Friday, October 30, 2015

On Making Friends



One day I came back from eating dinner in the dome. I went into the bathroom, slipped off my clothes and got into the warm shower. I played 'You don't miss a thing' and 'Ever be' out loud and sang along as I showered, and toweled off, and got into my pajamas. As usual, I had an inner dialogue, which includes thinking about everyone back home, thinking about my day, and thinking about something strange (I think the question on my mind then was 'What makes a good writer?'). I felt everything so viscerally - the slight shift of weight when my cross chain lifted off my chest as I bent forward to put on my pajama bottoms, the slightly damp hair at the nape of my neck, the space between the wet tiles under my feet. I felt so alive.

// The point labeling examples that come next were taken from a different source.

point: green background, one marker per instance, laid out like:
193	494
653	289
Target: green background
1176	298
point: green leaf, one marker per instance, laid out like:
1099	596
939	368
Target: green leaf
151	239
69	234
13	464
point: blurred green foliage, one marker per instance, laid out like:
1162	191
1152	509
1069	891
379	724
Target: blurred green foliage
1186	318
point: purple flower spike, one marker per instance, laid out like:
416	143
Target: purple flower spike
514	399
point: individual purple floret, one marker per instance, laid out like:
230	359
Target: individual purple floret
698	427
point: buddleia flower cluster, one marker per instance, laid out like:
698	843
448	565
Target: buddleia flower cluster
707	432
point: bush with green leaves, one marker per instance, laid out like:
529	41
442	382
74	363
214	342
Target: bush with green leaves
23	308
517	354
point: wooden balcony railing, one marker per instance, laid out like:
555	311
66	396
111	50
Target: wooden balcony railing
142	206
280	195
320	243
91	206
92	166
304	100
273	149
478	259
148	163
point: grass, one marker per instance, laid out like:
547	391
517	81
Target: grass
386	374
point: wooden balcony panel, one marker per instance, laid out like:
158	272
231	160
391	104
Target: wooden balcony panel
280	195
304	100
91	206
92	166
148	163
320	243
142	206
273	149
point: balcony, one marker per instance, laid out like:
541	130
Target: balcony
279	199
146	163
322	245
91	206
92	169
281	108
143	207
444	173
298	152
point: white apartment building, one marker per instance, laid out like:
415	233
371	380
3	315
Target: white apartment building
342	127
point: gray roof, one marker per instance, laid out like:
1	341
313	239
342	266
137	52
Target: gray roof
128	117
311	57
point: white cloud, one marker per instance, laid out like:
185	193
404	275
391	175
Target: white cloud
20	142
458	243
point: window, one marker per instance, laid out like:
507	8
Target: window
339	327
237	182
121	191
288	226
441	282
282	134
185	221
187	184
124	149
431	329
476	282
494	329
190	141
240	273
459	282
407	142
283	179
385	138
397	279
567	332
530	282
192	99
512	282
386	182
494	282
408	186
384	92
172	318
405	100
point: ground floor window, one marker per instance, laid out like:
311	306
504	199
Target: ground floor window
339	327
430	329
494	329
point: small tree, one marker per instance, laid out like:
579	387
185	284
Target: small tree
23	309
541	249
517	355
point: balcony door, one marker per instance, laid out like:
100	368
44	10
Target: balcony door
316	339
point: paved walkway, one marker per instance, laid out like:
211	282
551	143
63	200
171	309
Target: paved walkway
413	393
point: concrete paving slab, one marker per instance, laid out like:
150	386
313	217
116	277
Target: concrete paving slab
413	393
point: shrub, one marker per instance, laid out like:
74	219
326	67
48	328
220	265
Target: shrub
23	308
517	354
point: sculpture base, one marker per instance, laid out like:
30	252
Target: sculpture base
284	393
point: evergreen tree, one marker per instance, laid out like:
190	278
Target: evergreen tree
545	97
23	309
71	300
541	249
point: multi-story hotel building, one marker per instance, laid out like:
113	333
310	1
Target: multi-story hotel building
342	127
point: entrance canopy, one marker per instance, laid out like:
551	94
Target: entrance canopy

I thought back to the conversation I had been having in the dome, and I couldn't even remember what it was about. I couldn't exactly even remember who I was across from.

I felt like George Harvey Bone when he snapped out of one of his 'dead moods' (although of course I wasn't having murderous thoughts regarding any of the girls round the dining table). I felt like I had slipped out of a husk of me into my real self once I had closed the door of my dorm room, like a reverse lizard.

But yesterday was the first time here where I laughed till I was tearing. Funnily enough it was over a conversation about how ridiculous laughter is with Alex. Why do people start to shake and emit short gasps of sound? Is laughter always because of funniness or just because of shock? Is anything actually funny or is it just different degrees of shock? What does funny even mean??? That talk gradually mellowed into an exchange of funny stories - and I found myself laughing, and questioning why I was laughing, and still laughing so much that tears sprung into my eyes and my tummy felt that long - lost ache of joy. Later that night Alex came into my room and we had a really nice long talk, and exchanged music. I didn't realise how much I missed things like that.

I hadn't had such a real time with a person for so long that I was beginning to think perhaps university is supposed to get you used to adult relationships. The kind of relationship that will get you through a day in a society that expects you to have friends, where you have someone to eat with, and say 'see you later' to, and walk with, but when you get back to your room you just move on to the next thing on your list, instead of thinking of how nice just spending time with someone is. The kind of friendship where each person inhabits there own little box. Friendships without any lingering phosphorescence.

But I'm beginning to think maybe it won't be lke that after all.

Tomorrow I am going to get falafel and then go to the Fitzwilliam museum with Alex.